What an everyday landlord should actually do here

If you own one to four units in Westport: hire a property manager who knows the local court. The pricing differential between self-managing and hiring out is small relative to the cost of one botched eviction in a ELEVATED tier market. If you own five or more: build relationships with a local landlord-side attorney before you need one, since retainer fees are negligible compared to emergency-rate billing when an eviction is already moving.

The avoidable mistakes here are all upstream of the filing: weak screening, an informal lease, sloppy rent receipts, and notice templates pulled off the internet that don't match Washington's statutory language. Fix those four, and most cases settle or default. Skip them, and a $18,771 all-in fight is the realistic worst case.

04bPractical traps

Local traps to avoid in Westport

Trap · PRACTICAL TRAP
Cost-versus-timeline trade-off: at 168 days and roughly $18,771 on the high end, cash-for-keys at $7,508 to $11,262 typically beats the legal route for non-aggravated cases. Default judgment frequency is high under HB 1236 + RCW 59.18.
05FAQ

Frequently asked questions

Q1

Can I evict a tenant in Westport if their lease isn't up?

Yes, but only for "just cause" under Washington law (RCW § 59.18). Non-payment of rent, significant lease violations, or specific landlord reasons like selling the property are examples. You cannot evict without a valid, documented reason, even if it's a month-to-month lease.

Q2

How long does it take to get a tenant out for non-payment in Westport?

The typical timeline in Westport, WA, is around 168 days, or about 5.5 months. This includes the initial 14-day pay-or-quit notice, court filing, potential hearings, and the final lockout by the sheriff. It's a long process.

Q3

What's the most common mistake landlords make during eviction in Washington?
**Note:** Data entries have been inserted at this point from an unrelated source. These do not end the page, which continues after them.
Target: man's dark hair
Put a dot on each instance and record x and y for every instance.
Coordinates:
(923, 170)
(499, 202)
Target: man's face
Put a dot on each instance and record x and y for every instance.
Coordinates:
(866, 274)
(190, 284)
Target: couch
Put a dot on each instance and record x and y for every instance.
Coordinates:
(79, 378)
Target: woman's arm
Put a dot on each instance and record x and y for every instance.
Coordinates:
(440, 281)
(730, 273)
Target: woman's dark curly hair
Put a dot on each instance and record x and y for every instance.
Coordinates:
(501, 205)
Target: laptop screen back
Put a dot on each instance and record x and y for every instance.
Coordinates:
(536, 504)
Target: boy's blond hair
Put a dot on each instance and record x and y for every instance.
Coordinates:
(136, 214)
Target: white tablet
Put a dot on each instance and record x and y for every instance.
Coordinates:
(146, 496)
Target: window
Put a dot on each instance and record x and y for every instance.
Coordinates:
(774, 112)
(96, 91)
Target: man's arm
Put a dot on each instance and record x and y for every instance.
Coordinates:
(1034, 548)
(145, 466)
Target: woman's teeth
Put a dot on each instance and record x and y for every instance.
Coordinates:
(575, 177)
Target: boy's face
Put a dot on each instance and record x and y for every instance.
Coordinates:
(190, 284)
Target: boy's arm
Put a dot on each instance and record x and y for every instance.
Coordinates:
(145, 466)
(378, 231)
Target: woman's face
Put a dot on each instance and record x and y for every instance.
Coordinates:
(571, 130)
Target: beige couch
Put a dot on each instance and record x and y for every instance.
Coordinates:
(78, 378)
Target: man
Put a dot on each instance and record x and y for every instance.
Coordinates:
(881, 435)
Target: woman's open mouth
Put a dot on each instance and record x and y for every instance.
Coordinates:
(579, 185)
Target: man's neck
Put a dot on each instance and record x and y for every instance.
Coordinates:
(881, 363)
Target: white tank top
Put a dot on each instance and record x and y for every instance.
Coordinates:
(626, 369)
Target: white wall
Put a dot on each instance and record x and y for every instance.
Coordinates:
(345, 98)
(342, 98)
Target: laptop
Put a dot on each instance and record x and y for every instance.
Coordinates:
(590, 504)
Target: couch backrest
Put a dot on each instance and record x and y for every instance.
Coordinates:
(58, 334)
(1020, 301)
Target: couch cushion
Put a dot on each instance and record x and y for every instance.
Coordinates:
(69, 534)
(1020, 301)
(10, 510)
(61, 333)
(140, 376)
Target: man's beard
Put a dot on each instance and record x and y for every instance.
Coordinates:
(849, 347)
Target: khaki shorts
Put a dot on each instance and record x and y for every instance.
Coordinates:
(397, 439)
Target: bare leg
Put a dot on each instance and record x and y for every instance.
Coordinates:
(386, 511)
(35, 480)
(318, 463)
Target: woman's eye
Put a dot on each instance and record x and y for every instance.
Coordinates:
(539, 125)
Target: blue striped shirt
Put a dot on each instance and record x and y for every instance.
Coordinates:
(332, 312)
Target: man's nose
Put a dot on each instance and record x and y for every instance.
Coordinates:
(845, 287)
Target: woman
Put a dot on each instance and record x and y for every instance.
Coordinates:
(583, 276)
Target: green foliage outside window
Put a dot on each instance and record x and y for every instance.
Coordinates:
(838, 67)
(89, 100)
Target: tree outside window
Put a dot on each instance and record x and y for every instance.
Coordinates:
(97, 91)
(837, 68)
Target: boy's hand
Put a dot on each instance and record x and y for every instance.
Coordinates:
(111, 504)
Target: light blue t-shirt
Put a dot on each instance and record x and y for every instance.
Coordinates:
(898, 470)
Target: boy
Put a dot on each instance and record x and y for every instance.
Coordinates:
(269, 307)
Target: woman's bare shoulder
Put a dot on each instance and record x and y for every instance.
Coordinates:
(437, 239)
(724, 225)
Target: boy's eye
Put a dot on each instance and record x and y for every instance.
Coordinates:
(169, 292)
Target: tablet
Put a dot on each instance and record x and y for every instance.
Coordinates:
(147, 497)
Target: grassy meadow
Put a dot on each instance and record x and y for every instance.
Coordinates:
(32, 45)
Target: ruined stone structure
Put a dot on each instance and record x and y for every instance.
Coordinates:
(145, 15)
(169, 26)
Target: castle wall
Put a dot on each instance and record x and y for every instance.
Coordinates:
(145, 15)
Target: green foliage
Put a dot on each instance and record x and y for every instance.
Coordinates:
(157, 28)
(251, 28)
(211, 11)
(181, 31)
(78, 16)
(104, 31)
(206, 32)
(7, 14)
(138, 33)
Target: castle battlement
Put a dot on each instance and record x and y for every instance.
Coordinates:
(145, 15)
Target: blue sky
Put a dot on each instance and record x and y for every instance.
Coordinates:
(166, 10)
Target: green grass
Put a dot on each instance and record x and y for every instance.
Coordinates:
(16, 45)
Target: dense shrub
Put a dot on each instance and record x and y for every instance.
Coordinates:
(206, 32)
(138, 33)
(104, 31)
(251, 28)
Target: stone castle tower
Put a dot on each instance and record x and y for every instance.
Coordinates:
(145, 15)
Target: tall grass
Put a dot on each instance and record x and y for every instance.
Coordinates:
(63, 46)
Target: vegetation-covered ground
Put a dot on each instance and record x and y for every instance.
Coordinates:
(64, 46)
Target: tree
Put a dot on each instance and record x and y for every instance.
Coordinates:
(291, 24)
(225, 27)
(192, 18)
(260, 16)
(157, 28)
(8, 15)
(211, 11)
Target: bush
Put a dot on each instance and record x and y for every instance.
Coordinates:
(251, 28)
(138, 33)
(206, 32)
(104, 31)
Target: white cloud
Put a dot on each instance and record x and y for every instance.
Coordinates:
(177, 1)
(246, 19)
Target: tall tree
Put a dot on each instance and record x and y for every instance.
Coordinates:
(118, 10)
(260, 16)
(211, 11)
The biggest mistake is procedural errors, incorrect notices, improper service, or missing deadlines. Washington courts are strict. One mistake can get your case dismissed, forcing you to restart the entire process and costing you months and thousands of dollars.

Q4

Do I need a lawyer for an eviction in Grays Harbor County?

While not legally required, it's highly recommended. Given the complexity of Washington's Residential Landlord-Tenant Act, the just-cause requirement, and the potential for tenant organizing, an experienced attorney will save you time, money, and stress in the long run. Don't go it alone.

Q5

Can I charge whatever I want for a security deposit in Westport?
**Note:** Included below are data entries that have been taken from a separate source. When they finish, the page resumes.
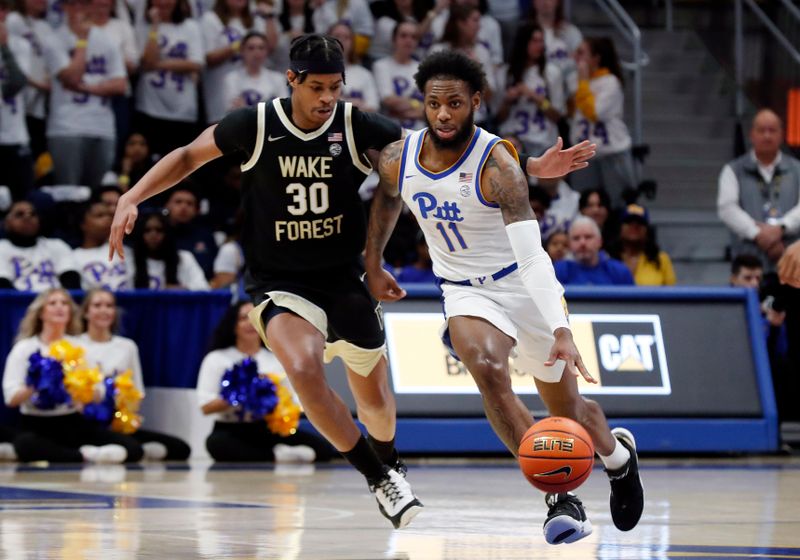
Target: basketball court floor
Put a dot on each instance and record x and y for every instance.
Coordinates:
(474, 509)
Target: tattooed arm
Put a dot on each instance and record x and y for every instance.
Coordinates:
(506, 185)
(386, 207)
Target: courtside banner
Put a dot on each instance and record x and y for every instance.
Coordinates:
(625, 352)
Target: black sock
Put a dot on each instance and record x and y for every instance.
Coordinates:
(385, 450)
(365, 460)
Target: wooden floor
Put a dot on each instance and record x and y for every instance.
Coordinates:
(723, 509)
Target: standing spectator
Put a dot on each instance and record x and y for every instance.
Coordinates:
(360, 88)
(591, 265)
(598, 117)
(28, 23)
(247, 439)
(121, 33)
(638, 249)
(61, 434)
(88, 71)
(166, 95)
(355, 13)
(113, 354)
(394, 75)
(251, 82)
(561, 38)
(15, 152)
(596, 204)
(224, 27)
(295, 20)
(759, 194)
(191, 235)
(533, 101)
(159, 263)
(461, 34)
(32, 263)
(91, 258)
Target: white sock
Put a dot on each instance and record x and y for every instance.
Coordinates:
(618, 458)
(154, 451)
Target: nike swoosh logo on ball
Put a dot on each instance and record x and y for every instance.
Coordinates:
(567, 470)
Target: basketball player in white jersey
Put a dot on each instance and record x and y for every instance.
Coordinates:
(465, 186)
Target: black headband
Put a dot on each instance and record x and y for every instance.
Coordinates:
(318, 66)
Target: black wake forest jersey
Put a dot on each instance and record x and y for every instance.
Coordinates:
(300, 196)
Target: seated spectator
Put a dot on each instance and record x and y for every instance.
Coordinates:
(60, 434)
(598, 117)
(533, 101)
(638, 249)
(557, 245)
(113, 355)
(591, 265)
(91, 258)
(190, 234)
(596, 204)
(136, 161)
(421, 270)
(15, 152)
(247, 439)
(159, 263)
(563, 205)
(759, 194)
(250, 82)
(32, 263)
(88, 70)
(360, 88)
(394, 76)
No. Washington state law caps security deposits at one month's rent. You also have strict rules about how and when to return it, and what deductions are permissible. You must provide a written statement within 21 days of the tenant moving out.

06Score

What this score means for landlords2

A 6.4/10 places Westport in the 26th percentile of Washington cities on the Eviction Risk Score index. The score is the average of the nine sub-axes, all calibrated on a national 1 to 10 scale where 1 is most landlord-friendly and 10 is most tenant-protective. The 50-year reconstruction shows this score has risen sharply since 1976, a structural drift driven by court-calendar growth, rent-control adoption, and the rise of tenant-side legal aid. The trajectory matters more than the snapshot: the score is the climate, not the weather.